IIFL’s Shah is of the view that the medium term outlook for the bank appears positive. This will be driven by a pickup in the mortgage disbursements and scaling-up of higher-yielding affordable housing loans. This is a segment which has strengthened for the merged entity. Also, the opportunity to cross sell products to its retail customer is under-penetrated at the moment, estimated at just between 2 to 20 percent.

The HDFC Bank management has told analysts to expect interest margins to improve in coming quarters. “We estimate HDFC Bank to deliver faster deposit growth at 19 percent CAGR while loan growth to sustain at 17 percent CAGR over FY24-26,” Motilal Oswal’s Aggarwal says. He estimates HDFC Bank to deliver an FY26E RoA/RoE of 1.9 percent / 16.7 percent.
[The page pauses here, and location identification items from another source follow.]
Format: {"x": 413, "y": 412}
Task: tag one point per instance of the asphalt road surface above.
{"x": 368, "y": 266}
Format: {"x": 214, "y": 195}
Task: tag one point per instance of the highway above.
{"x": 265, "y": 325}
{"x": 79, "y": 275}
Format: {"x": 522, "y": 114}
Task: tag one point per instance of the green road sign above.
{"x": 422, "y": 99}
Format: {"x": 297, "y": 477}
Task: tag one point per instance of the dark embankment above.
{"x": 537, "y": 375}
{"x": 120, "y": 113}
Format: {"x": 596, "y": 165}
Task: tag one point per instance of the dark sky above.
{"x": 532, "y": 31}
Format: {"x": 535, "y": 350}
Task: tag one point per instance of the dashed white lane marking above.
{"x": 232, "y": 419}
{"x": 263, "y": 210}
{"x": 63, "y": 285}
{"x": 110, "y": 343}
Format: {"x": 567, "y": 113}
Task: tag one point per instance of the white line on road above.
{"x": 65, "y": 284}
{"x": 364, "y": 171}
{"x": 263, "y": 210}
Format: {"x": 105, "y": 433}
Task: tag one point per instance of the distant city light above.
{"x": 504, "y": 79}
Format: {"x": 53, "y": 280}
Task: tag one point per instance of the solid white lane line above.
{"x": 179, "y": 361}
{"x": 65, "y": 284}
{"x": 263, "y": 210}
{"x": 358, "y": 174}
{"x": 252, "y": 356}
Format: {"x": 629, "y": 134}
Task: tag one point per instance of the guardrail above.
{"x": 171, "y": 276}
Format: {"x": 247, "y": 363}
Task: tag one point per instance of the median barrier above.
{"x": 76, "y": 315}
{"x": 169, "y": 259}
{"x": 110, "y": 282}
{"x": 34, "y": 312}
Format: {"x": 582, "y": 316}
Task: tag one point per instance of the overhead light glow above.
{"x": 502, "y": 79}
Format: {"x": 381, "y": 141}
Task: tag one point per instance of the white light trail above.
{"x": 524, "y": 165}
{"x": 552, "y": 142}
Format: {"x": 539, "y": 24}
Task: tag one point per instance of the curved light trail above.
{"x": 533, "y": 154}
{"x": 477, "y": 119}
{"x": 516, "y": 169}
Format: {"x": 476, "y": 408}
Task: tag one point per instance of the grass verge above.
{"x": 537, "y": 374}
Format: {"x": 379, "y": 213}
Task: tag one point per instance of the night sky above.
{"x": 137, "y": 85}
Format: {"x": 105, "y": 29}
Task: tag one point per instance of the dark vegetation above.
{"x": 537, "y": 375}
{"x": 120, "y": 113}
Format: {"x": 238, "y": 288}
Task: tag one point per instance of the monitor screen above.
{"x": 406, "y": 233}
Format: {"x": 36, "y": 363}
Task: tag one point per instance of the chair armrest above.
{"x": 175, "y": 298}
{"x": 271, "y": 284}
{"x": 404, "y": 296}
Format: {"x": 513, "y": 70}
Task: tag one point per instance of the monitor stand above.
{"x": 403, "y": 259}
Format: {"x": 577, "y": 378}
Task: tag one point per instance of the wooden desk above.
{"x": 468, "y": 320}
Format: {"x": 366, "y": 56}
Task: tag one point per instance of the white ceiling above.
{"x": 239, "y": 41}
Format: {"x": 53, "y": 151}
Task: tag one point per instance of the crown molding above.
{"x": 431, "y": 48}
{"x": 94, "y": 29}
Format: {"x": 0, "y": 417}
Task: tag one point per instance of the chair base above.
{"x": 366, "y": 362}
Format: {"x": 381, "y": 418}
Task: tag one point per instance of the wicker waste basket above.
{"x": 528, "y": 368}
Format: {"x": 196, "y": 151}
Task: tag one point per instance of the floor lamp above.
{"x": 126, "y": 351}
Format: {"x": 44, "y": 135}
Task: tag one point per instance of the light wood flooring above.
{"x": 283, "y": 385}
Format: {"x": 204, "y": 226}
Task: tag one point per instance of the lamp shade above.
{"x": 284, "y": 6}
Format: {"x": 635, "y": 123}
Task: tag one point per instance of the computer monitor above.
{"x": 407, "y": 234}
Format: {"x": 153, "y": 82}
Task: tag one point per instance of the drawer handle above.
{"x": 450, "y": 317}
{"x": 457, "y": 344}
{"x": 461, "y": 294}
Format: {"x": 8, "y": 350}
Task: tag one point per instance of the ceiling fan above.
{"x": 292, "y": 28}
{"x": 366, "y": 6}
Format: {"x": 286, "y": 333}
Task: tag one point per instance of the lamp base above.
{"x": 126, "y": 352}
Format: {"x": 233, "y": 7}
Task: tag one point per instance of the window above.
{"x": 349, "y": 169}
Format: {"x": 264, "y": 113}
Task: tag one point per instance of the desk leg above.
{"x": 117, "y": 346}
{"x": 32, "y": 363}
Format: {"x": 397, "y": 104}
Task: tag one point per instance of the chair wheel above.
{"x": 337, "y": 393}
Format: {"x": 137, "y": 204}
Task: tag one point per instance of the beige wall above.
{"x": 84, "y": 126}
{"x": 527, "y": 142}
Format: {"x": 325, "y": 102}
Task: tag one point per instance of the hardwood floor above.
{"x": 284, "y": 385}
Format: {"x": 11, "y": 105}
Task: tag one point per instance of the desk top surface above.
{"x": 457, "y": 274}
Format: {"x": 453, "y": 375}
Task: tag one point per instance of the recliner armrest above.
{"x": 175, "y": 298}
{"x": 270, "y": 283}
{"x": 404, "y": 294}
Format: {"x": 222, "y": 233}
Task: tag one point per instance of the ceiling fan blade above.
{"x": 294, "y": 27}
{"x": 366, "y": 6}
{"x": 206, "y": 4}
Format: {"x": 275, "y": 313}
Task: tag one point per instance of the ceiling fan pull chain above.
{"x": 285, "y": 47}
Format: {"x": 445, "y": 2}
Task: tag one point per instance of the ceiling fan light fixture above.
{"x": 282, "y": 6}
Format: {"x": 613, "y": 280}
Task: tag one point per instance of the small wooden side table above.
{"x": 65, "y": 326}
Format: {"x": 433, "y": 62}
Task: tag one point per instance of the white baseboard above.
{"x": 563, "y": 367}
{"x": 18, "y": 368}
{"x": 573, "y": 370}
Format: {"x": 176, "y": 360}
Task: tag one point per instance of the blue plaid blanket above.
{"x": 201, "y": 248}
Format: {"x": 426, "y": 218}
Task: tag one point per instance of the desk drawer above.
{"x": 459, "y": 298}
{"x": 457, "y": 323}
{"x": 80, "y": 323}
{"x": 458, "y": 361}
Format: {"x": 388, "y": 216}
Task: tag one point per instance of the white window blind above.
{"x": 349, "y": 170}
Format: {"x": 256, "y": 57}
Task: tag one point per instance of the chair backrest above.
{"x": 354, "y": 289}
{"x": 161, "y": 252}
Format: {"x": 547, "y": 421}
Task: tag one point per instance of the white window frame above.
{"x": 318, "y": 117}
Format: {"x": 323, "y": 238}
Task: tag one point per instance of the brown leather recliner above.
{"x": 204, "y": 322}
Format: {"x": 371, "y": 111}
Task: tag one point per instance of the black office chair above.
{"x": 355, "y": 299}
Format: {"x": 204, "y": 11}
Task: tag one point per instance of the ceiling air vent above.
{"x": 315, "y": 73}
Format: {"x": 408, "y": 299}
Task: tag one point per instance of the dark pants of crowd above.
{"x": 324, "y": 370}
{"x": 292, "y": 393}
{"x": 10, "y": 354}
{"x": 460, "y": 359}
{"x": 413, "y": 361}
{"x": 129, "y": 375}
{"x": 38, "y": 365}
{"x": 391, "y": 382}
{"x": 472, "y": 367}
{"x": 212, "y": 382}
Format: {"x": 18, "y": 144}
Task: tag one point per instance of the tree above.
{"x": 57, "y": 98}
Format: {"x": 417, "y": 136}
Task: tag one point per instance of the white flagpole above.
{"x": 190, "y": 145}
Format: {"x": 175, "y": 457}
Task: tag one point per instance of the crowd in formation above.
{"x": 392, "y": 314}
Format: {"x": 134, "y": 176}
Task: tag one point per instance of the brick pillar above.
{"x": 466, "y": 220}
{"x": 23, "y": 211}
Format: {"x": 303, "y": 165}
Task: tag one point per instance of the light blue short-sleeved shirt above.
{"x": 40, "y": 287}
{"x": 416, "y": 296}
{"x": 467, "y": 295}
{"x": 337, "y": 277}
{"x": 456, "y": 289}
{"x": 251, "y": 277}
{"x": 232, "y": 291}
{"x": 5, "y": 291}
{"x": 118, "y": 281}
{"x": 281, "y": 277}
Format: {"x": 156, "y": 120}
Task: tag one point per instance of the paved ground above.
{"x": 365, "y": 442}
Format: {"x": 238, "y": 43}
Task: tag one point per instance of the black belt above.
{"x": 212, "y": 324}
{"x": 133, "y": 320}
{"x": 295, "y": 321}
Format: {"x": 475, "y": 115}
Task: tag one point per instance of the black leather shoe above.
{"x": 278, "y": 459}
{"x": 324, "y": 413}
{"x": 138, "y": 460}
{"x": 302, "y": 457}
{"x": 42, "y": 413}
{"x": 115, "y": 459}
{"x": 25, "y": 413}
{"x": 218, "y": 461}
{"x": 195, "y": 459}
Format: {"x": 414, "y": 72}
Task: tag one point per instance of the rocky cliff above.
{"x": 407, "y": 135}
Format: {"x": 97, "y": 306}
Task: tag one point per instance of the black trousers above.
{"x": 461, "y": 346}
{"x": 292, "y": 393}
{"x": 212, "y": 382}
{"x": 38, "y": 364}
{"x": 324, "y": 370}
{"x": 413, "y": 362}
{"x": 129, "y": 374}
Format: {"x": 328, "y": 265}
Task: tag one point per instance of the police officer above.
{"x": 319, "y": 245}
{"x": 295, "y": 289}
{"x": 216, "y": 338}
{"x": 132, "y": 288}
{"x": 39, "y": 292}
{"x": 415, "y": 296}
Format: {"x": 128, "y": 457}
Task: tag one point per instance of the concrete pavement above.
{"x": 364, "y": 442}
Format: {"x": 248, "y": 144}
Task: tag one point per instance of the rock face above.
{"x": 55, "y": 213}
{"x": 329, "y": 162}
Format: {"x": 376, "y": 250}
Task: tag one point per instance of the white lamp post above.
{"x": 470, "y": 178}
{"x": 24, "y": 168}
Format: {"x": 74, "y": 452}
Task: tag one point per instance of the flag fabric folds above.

After watching for two cycles, HDFC Bank will look to have partnerships with fintechs and also intends to do small elements of co-lending. The bank added 2.2 million customers and the customer base stood at 93 million in the December-ended quarter. It also added 150 branches, taking the total branches to 8,091, as of 3QFY24.

The bank has seen the worst of concerns behind it when in December 2020, it had told the bank to stop all launches of its upcoming digital business-generating activities and sourcing of new credit card customers. This action was taken after the bank had seen repeated outages in data. The RBI then lifted all these restrictions by March 2022.

The Q3FY24 earnings of other private lenders ICICI Bank, Axis Bank and Kotak Mahindra Bank, besides public sector giant State Bank of India, will be closely watched in coming days.